At the same time that’s happening, we have social media companies moving in the direction of intentionally impermanent media — you know, a Snapchat Story or Instagram Story that’s designed to disappear after 24 hours. Or Clubhouse, you know — audio conversations meant to be experienced in real time, not time-shifted as a podcast. I’m just wondering how you’ve been thinking about those issues as someone who runs this giant archive designed to keep everything forever.
But something being accessed 10 times or 100 times on the Internet Archive isn’t the same as the mass distribution of being on YouTube. People like to get binary about it, very black and white, but I think you can try to have some level of gray understanding. I say it’s important that it be preserved.
In 1996, things were moving along pretty fast. There’s Google starting up, which would definitely outstrip AltaVista and Inktomi. You had Wikipedia formed in 2001. Why, in 2021, are you still talking about digitizing books? I mean, come on, guys.

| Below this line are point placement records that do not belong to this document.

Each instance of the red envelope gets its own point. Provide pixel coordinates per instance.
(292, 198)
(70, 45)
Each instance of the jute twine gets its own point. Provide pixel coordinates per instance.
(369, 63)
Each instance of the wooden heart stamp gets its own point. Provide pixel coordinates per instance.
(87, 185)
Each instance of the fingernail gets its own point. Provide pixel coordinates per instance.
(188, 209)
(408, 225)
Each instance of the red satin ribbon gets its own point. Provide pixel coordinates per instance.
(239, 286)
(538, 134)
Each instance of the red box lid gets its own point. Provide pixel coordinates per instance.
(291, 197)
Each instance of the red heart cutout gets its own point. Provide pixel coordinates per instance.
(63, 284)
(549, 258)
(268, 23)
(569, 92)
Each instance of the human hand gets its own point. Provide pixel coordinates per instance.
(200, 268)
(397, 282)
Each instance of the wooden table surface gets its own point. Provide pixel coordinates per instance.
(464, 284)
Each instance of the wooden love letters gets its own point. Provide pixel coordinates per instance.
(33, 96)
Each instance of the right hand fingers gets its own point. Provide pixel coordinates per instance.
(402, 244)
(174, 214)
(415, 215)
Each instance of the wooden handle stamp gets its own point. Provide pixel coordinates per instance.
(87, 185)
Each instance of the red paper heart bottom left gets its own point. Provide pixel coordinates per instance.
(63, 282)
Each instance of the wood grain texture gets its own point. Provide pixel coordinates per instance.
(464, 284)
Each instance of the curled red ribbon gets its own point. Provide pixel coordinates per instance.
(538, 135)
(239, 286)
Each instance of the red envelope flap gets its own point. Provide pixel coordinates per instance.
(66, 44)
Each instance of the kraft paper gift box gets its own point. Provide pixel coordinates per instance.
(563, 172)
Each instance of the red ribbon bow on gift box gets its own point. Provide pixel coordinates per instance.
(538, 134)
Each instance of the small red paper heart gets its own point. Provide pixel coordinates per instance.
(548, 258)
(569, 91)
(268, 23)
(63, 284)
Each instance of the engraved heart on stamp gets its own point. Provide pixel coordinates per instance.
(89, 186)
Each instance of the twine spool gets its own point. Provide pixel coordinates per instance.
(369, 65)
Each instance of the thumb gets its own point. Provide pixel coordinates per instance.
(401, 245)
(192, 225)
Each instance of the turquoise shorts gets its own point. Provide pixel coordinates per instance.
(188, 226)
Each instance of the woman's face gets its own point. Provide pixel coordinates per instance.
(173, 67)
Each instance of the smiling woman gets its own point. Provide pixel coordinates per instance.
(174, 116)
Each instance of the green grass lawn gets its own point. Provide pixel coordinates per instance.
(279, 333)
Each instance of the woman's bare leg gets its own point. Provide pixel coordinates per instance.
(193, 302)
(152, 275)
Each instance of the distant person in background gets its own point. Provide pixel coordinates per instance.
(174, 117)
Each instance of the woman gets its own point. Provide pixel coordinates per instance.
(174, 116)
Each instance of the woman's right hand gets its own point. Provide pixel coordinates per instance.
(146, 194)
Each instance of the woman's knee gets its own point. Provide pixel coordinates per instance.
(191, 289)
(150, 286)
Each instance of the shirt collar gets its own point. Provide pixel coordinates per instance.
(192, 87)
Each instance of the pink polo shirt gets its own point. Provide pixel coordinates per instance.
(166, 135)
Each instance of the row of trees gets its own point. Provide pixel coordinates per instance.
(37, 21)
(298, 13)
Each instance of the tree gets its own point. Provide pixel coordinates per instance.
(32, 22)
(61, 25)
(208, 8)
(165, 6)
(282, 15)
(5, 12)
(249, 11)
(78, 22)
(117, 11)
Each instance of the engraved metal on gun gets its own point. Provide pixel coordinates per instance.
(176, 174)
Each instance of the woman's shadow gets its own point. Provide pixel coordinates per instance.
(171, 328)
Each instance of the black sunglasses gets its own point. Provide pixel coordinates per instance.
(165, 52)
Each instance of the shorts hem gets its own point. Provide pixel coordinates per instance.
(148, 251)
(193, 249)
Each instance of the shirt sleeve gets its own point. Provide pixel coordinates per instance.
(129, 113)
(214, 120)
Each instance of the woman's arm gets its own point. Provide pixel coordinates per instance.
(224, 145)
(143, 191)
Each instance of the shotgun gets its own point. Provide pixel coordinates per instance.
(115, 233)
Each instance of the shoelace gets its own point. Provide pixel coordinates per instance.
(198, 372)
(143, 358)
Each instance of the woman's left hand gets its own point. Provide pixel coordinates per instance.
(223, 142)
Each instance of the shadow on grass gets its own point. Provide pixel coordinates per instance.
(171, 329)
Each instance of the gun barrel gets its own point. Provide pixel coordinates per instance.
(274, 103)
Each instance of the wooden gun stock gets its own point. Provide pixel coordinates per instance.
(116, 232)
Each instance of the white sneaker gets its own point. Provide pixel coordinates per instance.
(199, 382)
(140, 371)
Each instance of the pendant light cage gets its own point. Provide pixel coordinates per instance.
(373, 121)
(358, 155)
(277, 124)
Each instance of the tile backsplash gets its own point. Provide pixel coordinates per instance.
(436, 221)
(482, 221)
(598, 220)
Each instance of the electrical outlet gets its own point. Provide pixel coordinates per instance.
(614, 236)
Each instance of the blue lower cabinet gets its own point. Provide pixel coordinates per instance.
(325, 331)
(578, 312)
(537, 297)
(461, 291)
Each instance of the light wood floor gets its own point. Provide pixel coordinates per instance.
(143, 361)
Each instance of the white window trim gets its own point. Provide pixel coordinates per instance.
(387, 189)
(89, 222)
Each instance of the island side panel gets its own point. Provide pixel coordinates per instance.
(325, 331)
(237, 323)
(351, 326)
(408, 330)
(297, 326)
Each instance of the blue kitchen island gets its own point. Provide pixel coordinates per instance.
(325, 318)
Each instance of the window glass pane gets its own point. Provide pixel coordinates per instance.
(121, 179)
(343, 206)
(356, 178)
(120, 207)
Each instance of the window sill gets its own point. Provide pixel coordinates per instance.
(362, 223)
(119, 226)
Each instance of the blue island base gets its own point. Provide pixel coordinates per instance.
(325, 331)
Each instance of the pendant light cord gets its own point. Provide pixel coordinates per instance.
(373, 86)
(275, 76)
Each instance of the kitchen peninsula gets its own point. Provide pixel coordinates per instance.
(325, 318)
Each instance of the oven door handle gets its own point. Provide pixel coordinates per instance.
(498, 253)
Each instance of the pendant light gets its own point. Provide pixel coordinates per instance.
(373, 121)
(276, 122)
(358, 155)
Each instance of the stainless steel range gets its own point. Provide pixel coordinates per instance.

Haven’t you applied the AI technologies that we already had? You know, I was at the AI Lab at MIT to help make sense out of what’s going on out there, to go and help give people context. In the words of those days, “context is king.” And where are we on that? Well, that’s rhetorical — we’re almost nowhere on that. And it’s causing huge problems, with people being confused about what it is they’re seeing. Everything looks like a scientific paper. And so you can go and pick one out and find a scientific paper to say whatever it is you want, and then that gets promoted on Fox News.
I think of it as: The internet is an absolutely amazing, astonishing, wonderful thing for people who are sort of lean-forward information consumers. Dedicated infovores, people who enjoy consuming information, who seek it out with purpose and love having access to everything. But if you’re more of a lean-back information consumer, the information you used to get was often of middling quality, but it was still socially responsible in some broad sense. Your local daily newspaper wasn’t going to be pushing QAnon.